A Dreadful Middle Eastern Imbalance

Now that Premier Abbas of the Palestinian Authority has called on President Obama to impose a two-state solution, it seems that the armies of brave jihadis out to martyr themselves to liberate al-Quds are probably incapable of the task without American help. But this is not the only obscene imbalance between Israel and its neighbors.

A far more serious one is that after four generations in camps, the Palestine Arab refugees of 1948 and their offspring are not citizens of Egypt, Iraq, Syria, Lebanon, Kuwait, and other Arab states. This population has voting, property-rights citizenship only in Jordan, the Palestinian Authority, and Israel itself. Worse, this is a situation aided and abetted by the international community, including the United Nations. It serves no other purpose than to keep a raw wound raw.

Some argue that the Palestinian Arabs want their olive and orange groves between the Jordan and the Mediterranean; or that Syria, Lebanon, and Egypt, lacking oil wealth, cannot absorb this population. This is utter nonsense. Palestinian Arabs who ended up in the United States have become citizens, despite the vast linguistic difference between the President's English and Levantine Arabic. As for lacking oil wealth, many more millions of refugees were displaces at roughly the same time by the partition of British India, yet they and their descendants are no-questions asked Indians, Pakistanis, and Bangladeshis today. This situation has reached the point where Lahore-born Manmohan Singh could sit down with Delhi-born Pervez Musharaf to discuss defusing tensions between India and Pakistan. Yet the resettlement and absorption of the millions of displaced Hindus, Sikhs, and Christians from East Bengal, West Punjab, and Sindh and that of displaced Muslims from the Gangetic Plain went on without a penny of oil wealth to aid it.

Further, those descended from the ancient Jewish populations formerly living in lands from Iraq to Morocco and from the Hauran to Yemen, expelled and dispersed with no more than the clothes on their backs, are today no-questions-asked Israelis. And, it is worth noting, these populations predated the Arab presence in all of their lands of domicile prior to the Islamic conquests of the 7th and 8th centuries. Indeed, the prayer of Qol Nidre was probably heard and recited throughout Babylon every Yom Kippur long before the Arabic Azan was ever dreamt of. Yet today, Iraq, the second homeland of Jewry, which held large and thriving Jewish communities since the sixth century B.C. (I unapologetically write as a Christian) and where several of the Old Testament prophets are buried, is now Judenrein. The same can be said of Egypt, where a prominent Jewish community lived since shortly before the Babylonian exile, and where the Greek Septuagint, the first major translation of the Hebrew Scriptures, was produced. Yet where is the world's outrage over the destruction of these communities, whose contributions to civilization worldwide, were immense?

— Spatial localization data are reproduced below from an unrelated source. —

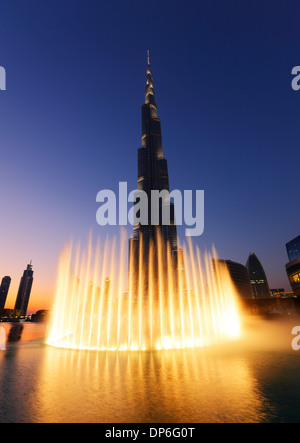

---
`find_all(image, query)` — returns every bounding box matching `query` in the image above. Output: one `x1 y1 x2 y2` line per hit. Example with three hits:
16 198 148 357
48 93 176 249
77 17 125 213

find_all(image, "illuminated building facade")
285 260 300 297
14 263 34 316
246 253 271 299
285 235 300 297
129 53 178 278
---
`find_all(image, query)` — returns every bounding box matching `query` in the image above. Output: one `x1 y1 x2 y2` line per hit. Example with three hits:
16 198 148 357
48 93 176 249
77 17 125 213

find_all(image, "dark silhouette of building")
31 310 50 322
246 253 270 299
286 235 300 261
285 236 300 297
129 53 178 285
0 308 14 319
14 262 34 316
213 259 254 299
0 276 11 309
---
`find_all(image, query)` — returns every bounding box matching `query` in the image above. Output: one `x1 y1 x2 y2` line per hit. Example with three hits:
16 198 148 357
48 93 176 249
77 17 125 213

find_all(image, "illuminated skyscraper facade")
129 54 178 275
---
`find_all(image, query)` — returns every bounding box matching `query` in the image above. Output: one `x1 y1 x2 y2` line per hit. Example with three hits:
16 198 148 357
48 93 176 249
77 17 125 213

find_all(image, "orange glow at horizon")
3 277 55 315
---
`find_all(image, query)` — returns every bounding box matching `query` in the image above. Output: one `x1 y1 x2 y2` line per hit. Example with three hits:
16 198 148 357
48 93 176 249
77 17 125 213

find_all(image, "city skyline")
0 1 299 313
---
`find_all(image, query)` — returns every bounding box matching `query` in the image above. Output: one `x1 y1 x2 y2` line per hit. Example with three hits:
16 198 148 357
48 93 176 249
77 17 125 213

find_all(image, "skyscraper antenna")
147 50 150 64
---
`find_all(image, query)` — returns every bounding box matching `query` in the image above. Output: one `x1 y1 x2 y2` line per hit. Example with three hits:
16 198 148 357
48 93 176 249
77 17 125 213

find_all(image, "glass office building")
286 235 300 261
246 253 271 299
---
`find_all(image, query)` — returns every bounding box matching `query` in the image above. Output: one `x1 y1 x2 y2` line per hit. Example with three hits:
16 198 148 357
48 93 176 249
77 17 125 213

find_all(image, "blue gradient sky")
0 0 299 311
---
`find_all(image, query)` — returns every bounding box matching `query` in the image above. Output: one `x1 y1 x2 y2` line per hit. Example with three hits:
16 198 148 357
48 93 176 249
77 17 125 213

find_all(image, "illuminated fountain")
46 55 241 352
46 230 241 351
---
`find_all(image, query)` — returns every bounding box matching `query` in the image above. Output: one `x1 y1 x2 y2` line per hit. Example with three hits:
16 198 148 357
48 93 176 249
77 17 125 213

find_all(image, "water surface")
0 318 300 423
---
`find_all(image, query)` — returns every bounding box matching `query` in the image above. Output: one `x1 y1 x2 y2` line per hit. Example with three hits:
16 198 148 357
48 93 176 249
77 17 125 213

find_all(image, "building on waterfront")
285 259 300 297
129 52 179 287
285 237 300 297
0 308 14 320
270 288 295 298
14 262 34 316
213 259 254 299
31 310 50 322
0 276 11 309
246 253 271 299
286 235 300 261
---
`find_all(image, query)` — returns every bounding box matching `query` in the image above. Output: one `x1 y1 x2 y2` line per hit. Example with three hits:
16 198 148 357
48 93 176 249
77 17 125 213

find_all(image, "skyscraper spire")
145 50 157 111
129 53 178 287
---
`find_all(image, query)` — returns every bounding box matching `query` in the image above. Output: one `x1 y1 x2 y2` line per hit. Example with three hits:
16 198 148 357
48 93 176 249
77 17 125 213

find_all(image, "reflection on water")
7 325 23 343
37 344 272 423
0 319 300 423
0 322 45 344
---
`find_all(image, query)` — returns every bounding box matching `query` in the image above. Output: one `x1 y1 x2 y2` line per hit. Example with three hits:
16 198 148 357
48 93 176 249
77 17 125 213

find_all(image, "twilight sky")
0 0 299 313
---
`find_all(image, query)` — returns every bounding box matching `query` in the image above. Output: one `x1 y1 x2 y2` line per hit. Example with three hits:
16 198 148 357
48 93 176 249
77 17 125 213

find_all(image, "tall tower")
0 276 11 310
14 263 34 316
129 52 178 274
246 253 270 299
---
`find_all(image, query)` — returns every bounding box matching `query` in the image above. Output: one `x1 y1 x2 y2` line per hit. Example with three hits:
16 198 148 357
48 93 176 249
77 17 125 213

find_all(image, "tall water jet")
46 230 240 351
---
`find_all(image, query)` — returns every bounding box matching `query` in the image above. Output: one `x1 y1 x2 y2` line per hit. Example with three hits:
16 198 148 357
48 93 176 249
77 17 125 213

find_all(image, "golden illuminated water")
46 231 240 351
2 319 299 423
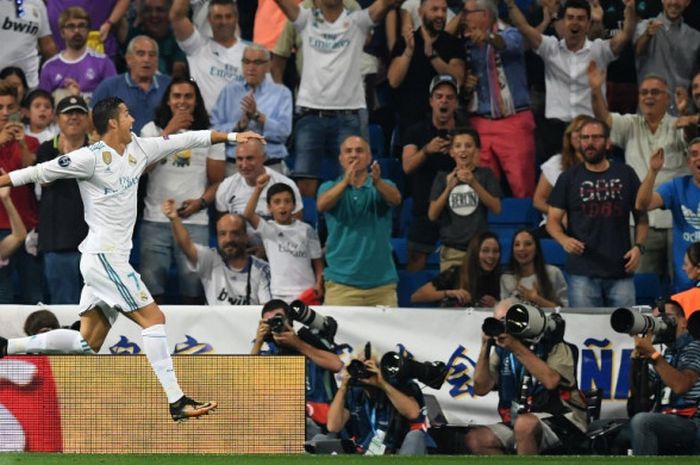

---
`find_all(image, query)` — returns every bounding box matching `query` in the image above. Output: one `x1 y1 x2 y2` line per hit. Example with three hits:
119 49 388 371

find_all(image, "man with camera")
251 299 343 439
465 299 588 455
326 344 429 455
625 300 700 455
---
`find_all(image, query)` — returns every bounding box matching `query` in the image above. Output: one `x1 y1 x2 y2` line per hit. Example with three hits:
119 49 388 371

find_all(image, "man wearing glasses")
589 63 692 289
211 44 292 175
39 6 117 103
547 118 648 307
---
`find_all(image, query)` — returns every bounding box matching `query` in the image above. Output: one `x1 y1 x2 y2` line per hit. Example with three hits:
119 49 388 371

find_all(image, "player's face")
0 95 19 129
114 104 134 144
450 133 477 169
58 110 89 138
235 142 266 184
339 136 371 171
268 191 294 225
209 4 237 43
512 231 536 267
216 215 248 260
167 82 197 116
479 238 500 272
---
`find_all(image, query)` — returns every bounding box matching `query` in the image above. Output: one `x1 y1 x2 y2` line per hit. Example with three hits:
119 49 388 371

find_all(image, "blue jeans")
44 251 82 304
139 220 207 298
630 412 699 455
293 110 363 178
0 229 43 304
568 274 635 308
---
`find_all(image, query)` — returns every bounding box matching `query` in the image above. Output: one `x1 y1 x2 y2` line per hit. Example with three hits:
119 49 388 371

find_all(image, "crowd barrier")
0 305 637 452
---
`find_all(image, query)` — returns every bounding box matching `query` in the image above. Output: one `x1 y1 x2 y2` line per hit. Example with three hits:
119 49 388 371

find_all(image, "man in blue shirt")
211 44 292 175
463 0 535 198
636 138 700 292
317 135 401 306
91 35 171 133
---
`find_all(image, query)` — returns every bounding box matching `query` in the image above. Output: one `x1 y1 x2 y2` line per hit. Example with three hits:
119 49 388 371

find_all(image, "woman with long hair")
500 228 568 307
533 115 592 233
139 77 225 304
671 242 700 318
411 231 501 307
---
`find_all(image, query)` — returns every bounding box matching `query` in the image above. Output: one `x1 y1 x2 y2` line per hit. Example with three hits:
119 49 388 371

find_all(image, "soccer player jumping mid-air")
0 97 264 422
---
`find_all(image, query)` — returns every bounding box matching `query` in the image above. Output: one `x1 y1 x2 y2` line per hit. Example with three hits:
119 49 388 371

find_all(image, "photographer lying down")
324 342 435 455
465 299 588 455
251 299 343 439
611 301 700 455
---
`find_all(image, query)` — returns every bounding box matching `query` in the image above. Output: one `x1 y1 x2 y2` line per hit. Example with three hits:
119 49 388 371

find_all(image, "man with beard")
165 207 272 305
39 7 117 104
462 0 535 199
547 118 647 307
387 0 465 139
401 75 458 271
505 0 636 159
589 63 690 286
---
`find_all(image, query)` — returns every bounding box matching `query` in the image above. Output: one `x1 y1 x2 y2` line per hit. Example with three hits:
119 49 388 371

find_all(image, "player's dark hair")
266 183 295 206
92 97 125 135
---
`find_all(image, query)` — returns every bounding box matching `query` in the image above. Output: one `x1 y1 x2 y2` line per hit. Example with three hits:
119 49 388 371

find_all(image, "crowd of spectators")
0 0 698 310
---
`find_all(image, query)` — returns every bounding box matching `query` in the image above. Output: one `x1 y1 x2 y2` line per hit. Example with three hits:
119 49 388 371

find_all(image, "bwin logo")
2 17 39 35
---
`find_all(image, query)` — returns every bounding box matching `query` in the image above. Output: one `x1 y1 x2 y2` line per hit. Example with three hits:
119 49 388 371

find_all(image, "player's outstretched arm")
210 131 266 145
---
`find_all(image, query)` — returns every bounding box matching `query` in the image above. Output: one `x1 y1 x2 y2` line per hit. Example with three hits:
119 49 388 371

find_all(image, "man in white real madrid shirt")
0 96 264 422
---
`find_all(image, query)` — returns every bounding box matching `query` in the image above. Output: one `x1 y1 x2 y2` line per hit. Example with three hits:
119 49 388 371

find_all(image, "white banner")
0 305 635 426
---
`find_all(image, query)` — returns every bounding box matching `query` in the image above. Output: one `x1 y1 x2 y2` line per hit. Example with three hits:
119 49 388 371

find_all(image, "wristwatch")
634 243 646 255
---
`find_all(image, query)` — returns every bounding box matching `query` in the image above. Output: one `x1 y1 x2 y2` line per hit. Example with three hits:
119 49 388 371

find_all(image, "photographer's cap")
56 96 88 114
429 74 459 96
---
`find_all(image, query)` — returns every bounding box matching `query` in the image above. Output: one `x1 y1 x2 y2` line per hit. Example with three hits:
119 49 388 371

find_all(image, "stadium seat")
369 123 386 157
487 198 539 240
541 238 567 267
319 158 339 182
302 196 318 228
391 237 408 268
397 269 436 307
376 157 404 193
634 273 663 307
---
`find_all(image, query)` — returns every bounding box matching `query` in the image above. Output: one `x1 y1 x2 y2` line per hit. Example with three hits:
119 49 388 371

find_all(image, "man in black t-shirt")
387 0 465 139
400 75 462 271
36 96 90 304
546 118 648 307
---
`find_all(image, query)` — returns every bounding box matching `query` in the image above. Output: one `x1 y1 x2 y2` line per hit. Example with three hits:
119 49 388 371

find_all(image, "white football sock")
8 329 94 354
141 324 184 404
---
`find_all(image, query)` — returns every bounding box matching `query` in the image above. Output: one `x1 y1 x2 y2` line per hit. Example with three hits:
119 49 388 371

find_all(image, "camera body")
380 351 447 390
610 307 676 345
347 359 373 379
267 314 287 333
289 299 338 340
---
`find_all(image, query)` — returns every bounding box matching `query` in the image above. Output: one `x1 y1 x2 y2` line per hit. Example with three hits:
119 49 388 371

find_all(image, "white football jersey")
9 130 213 255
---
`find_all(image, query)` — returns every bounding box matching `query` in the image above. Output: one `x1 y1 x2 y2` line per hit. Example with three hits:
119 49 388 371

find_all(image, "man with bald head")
317 135 402 306
164 203 272 305
215 139 302 222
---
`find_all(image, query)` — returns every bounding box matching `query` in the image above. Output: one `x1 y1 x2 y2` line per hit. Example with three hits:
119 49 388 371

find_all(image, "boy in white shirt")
243 174 324 303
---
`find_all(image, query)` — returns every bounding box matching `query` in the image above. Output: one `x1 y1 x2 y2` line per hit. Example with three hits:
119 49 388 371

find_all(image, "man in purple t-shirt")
39 6 116 105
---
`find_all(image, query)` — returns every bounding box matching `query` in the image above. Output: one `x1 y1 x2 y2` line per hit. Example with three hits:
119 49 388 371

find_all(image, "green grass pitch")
3 455 700 465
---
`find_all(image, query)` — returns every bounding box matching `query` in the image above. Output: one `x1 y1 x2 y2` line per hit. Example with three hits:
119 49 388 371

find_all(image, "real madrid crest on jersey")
128 153 137 166
102 151 112 165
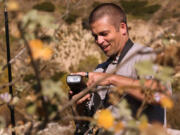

Further, there are many, many Greeks whose grandparents speak Turkish, whose family memories go back to the lands that were once Proconsular Asia, Pontus, and Cappadocia; and numerous Turkish families whose ancestors once lived in Thessaly and Crete. Countless states with seats in the United Nations--and others without--which have absorbed many more refugees than those displaced by the establishment of Israel in 1948. It is time to make the naturalization and permanent resettlement of the Falastin refugee population in the Arab countries--which, after all, share a language and religion with the majority of Palestinians--part of a permanent Middle Eastern settlement. That the United States has not made such calls loudly and persistently is the shame of our diplomacy. That the Arab states--apart from Jordan--have not taken steps on their own to do such a thing is their own lasting disgrace.